7. It is not the contention of the department that the stay order is without jurisdiction. But there is a dispute about the section under which the stay order is passed. The appellate authority has the power, under section 55(5) to entertain an appeal without payment of the disputed tax or on a lesser payment. Under section 55(6) it can pass such orders on appeal as it deems just and proper. Under the proviso to section 38(4), the appellate authority may extend the date for payment of tax. Now, under the proviso to section 43, a refund of tax can be adjusted against tax due, for which a notice for payment is issued under section 38(4). The department therefore contends that an order counter-mending payment must be made under the proviso to section 38(4). This alone will prevent the department from adjusting the refund as enjoined under the proviso to section 43.

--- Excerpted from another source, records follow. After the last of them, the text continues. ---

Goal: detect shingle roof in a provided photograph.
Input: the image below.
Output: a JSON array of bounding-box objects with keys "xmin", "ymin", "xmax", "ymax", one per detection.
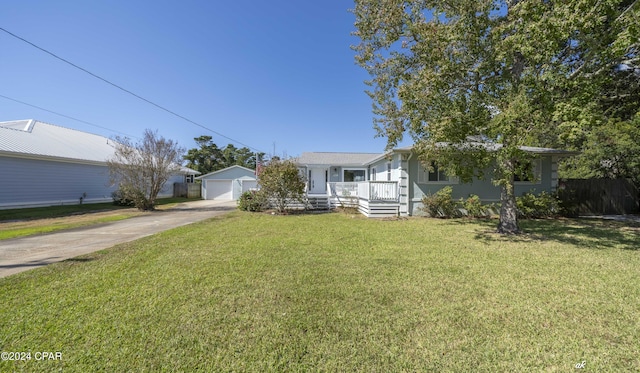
[
  {"xmin": 296, "ymin": 152, "xmax": 383, "ymax": 166},
  {"xmin": 0, "ymin": 119, "xmax": 117, "ymax": 163},
  {"xmin": 395, "ymin": 143, "xmax": 576, "ymax": 155}
]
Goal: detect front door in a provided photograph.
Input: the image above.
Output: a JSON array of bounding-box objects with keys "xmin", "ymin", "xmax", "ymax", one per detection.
[{"xmin": 308, "ymin": 168, "xmax": 327, "ymax": 194}]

8. This entire submission loses its force because of the view we have taken of the provisions of section 43. Looking to the language of section 43 it is immaterial whether the said order is to be considered as an order under section 55, sub-section (5), or under section 38, sub-section (4). Once the recovery is stayed, adjustment cannot be made under section 43. Anyway, section 55, sub-section (5), does not deal with the power to grant a stay of recovery. Hence the portion of the order which grants a stay is no under section 55(5). The portion, however, of the order permitting the assessee to file an appeal on payment of Rs. 6,700 is under section 55(5). Section 55, sub-section (6), on the other hand however, (as it then stood) gives to an appellate authority power to pass such orders on appeal as it deems just and proper. There is no reason to restrict this power, which is conferred in very wide terms, to only final orders. And it is therefore possible to view the stay order as an order passed under section 55(6).

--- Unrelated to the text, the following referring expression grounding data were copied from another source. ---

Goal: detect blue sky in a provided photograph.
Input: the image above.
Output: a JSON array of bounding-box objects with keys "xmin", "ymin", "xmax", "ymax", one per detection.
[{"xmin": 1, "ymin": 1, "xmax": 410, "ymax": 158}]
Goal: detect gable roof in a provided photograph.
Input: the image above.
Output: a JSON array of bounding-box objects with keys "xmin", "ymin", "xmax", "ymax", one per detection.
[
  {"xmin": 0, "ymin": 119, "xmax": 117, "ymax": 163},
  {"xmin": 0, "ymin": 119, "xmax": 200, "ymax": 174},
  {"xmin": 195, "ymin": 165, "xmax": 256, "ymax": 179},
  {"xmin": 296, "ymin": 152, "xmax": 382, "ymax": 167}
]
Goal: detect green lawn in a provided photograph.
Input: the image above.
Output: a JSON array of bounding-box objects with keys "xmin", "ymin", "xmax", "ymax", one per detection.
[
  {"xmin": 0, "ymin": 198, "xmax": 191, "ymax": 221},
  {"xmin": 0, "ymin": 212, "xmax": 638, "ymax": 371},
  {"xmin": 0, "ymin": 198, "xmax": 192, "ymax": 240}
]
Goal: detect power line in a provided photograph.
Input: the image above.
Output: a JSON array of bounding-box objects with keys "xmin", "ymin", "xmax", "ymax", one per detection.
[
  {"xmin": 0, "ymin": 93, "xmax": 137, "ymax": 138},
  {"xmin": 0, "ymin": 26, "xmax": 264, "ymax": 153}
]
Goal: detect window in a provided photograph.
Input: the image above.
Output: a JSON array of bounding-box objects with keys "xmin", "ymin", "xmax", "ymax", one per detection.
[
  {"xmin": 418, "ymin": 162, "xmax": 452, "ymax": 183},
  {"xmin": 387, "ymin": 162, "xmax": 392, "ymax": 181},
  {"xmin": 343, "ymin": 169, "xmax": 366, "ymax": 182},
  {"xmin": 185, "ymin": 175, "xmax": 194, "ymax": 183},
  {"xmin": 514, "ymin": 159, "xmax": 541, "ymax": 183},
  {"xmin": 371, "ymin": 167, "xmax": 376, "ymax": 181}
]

9. Under section 38, sub-section (4), however, the appellate authority has an express power to extend the date of payment of tax or allow the assessee to pay the tax by instalments. By staying the recovery of tax due till the disposal of the appeal, the appellate authority has, in effect, extended the date of payment of tax. Hence the stay order is an order under section 38(4). It is conceded by Mr. Jetly that had the order of stay been an order under section 38(4), then the power of adjustment under section 43 could not have been exercised by the department. In any view of the matter, where the stay order is concerned, whether it is an order under section 55 or under section 38, the effect of the order remains the same, viz., that recovery of tax dues for the calendar year 1963 has been stayed. In view of the stay of recovery it is not possible for the department to adjust the excess payment of tax for the calendar year 1964 towards the recovery of tax dues for 1963.

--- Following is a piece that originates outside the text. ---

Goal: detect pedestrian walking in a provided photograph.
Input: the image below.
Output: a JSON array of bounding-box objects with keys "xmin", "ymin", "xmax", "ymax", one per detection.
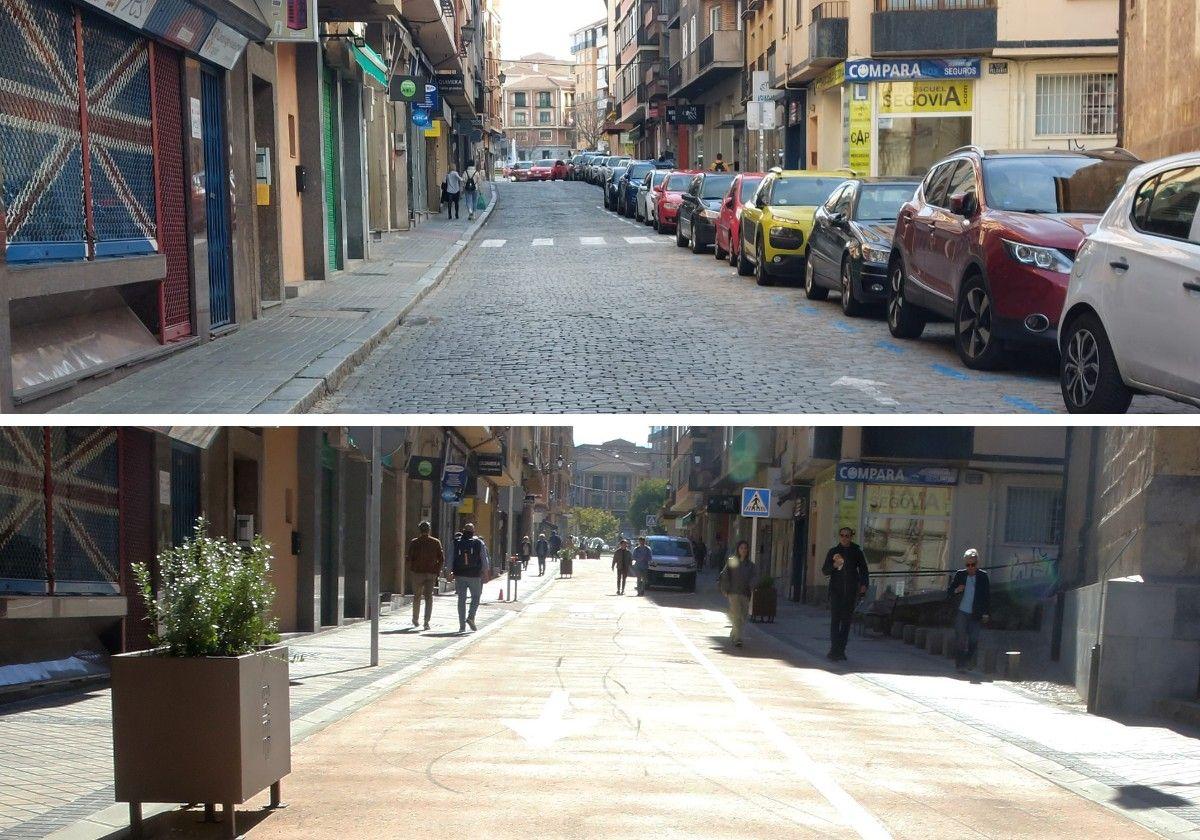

10. It is also submitted by Mr. Jetly that the amount of tax which is recovery by the said order is an 'amount due' within the meaning of the proviso to section 43 of the Bombay Sales Tax Act, 1959 and hence an adjustment can be made of the excess tax for 1964 against the tax amount due in respect of the calendar year 1963. Mr. Jetly is right when he contends that the amount of tax for 1963 remains an amount due although its recovery is stayed under the stay order. The liability to pay the amount is not affected by virtue of the stay order and hence it remains as an amount due. Nevertheless since the recovery has been stayed the department cannot resort to adjustment under section 43.
11. The questions as framed do not bring out the true nature of the controversy between the parties. In view of what we have held earlier the questions are answered as follows :
Question No. 1 :
The order of stay can be looked upon as an order passed under section 38, sub-section (4).
Question No. 2 :
We need not answer this question in view of our finding that even if the tax dues for 1963 are looked upon as an 'amount due', they cannot be adjusted against the refund for 1964 under the proviso to section 43 in view of the stay of recovery proceedings.
12. In the result the assessee succeeds in the reference. The applicants will pay to the respondents costs of the reference.